The training and enrichment of data typically happens by making improvements to the data quality or invoking Azure Machine Learning models, which can be later consumed by Azure Cognitive Services. The invoke can take place within a pipeline or manually. Azure Machine Learning models can be used to predict future outcomes based on historical trends identified in the data. Azure Cognitive Services can be used to analyze audio files, images, and videos, which might result in findings that can be logged as data to be used later in queries. There is more about this phase of the Big Data pipeline in Chapter 5, “Transform, Manage, and Prepare Data.”
Store
Where is the data stored? Rule number one is that it needs to be in a secure place. It also needs to be compliant with regional governmental requirements. If you run a business in the European Union, you might not want your data to be stored physically in another region or even another country if you have a local business. How long are you obligated to store data and what is the maximum legal amount of time you can store social media data? Through the pipeline you will need to store data temporarily as it passes through the numerous stages, and then you will need a final location to store the output. Therefore, you have at least three places to keep your data secure and available: at its original source location, in any staging or temporary location, and at its final location. The final location is where authorized clients will consume it and make business decisions from it. Azure Data Lake Storage (ADLS) is where a lot of your storage will happen. Azure Synapse Analytics, Azure Data Factory, and other analytics products provide in‐memory or temporary table stores for housing data that is being transformed. The final location for data can be in a SQL data warehouse (aka dedicated SQL pool), Azure SQL database, Azure Cosmos DB, or any secure and/or compliant location.
Model, Serve
This is the final stage and it’s where the fruits of your labor are realized.
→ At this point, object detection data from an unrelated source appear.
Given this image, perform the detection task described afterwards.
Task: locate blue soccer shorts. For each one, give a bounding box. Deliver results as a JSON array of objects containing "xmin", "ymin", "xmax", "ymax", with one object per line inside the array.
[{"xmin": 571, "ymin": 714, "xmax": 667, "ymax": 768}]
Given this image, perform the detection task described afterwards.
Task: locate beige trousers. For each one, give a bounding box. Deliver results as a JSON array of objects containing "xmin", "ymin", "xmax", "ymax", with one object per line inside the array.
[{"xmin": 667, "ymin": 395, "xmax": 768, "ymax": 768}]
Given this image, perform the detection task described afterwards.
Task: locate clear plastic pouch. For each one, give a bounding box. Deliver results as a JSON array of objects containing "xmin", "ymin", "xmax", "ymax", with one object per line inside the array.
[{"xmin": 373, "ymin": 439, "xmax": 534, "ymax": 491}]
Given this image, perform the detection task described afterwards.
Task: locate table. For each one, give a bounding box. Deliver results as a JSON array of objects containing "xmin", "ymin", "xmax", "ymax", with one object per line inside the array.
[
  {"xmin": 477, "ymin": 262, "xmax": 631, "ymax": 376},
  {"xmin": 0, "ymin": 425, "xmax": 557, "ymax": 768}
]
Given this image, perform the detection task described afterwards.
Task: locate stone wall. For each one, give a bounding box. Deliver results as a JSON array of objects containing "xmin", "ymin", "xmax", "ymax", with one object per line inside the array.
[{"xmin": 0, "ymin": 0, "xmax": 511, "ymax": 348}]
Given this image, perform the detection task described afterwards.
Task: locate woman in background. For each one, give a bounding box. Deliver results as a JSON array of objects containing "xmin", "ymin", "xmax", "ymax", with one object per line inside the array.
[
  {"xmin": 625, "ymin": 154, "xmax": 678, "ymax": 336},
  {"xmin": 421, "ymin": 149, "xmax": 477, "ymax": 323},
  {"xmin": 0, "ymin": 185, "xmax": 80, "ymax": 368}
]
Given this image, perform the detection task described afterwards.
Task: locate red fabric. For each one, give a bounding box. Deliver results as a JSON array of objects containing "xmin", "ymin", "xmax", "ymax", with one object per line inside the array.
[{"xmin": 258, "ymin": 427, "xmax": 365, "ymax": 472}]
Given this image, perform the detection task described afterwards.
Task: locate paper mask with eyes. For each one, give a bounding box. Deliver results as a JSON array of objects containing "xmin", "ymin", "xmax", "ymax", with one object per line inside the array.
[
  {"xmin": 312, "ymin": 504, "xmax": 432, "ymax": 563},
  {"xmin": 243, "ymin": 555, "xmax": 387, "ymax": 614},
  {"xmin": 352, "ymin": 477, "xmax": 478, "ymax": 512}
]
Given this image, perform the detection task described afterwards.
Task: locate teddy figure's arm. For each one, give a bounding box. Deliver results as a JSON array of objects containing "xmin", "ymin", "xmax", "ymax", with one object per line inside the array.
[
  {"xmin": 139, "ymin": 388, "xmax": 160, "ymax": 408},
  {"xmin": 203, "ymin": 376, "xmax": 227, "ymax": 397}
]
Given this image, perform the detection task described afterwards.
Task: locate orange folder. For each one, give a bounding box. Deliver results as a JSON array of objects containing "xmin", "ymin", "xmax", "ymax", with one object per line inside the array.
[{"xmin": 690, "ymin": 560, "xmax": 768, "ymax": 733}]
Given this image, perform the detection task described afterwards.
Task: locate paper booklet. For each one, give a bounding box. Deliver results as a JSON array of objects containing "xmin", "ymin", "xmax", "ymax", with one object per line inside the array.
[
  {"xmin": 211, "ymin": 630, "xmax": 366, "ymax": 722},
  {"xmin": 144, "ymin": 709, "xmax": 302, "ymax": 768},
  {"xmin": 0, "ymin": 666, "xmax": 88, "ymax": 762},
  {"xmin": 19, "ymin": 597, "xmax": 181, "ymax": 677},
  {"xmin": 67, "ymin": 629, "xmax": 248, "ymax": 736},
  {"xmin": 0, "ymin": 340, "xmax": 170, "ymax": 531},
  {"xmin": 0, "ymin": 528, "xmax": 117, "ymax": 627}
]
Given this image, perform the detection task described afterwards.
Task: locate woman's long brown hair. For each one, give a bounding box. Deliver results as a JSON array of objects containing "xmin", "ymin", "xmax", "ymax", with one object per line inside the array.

Look back at Figure 2.29 and you will see that individuals or partners can access the data via a data share. Additionally, the data can be stored on Azure SQL, which Power BI can connect to for additional modeling and manipulation. Or the data can be sent to or exposed via an API and accessed by authorized computer applications.
ETL, ELT, ELTL
Both extract, transform, and load (ETL) and extract, load, and transform (ELT) are processes that take raw data from a data source and place it into a data target. Those processes overlap the Big Data stages described earlier. They do, however, influence the order in which the stages occur. Both ETL and ELT are technical jargon that helps better describe the approach you are taking to implement your data analytics solution. The ETL process is best applied to relational data sources, whereas ELT has some better features to handle unstructured data. ELT will perform faster because it does not need to worry about managing any constraints found in a relational data model. You get faster speed of data transformation, but the data can be jumbled, and the process might fail at some point for numerous reasons, like an unexpected data type. If speed is critical and datasets are large and frequently updated, then ELT is the best option. ETL is most useful when pulling data from numerous sources that need to be pooled and stored into a single, queryable location. The extract part comes first, then if datasets are large, unstructured, and frequent, you load it and then transform it. Otherwise, if the data is structured and changes less frequently, then after extraction, you transform the data and then load it onto a place for consumption.
There is a newer concept making some headway called extract, load, transform, and load (ELTL), which is likely self‐explanatory. Based on the first three letters, you know the scenario consists of unstructured and large datasets that change frequently. The addition of the load at the end indicates that the data can ultimately be stored, analyzed, and consumed in the same manner as relational data.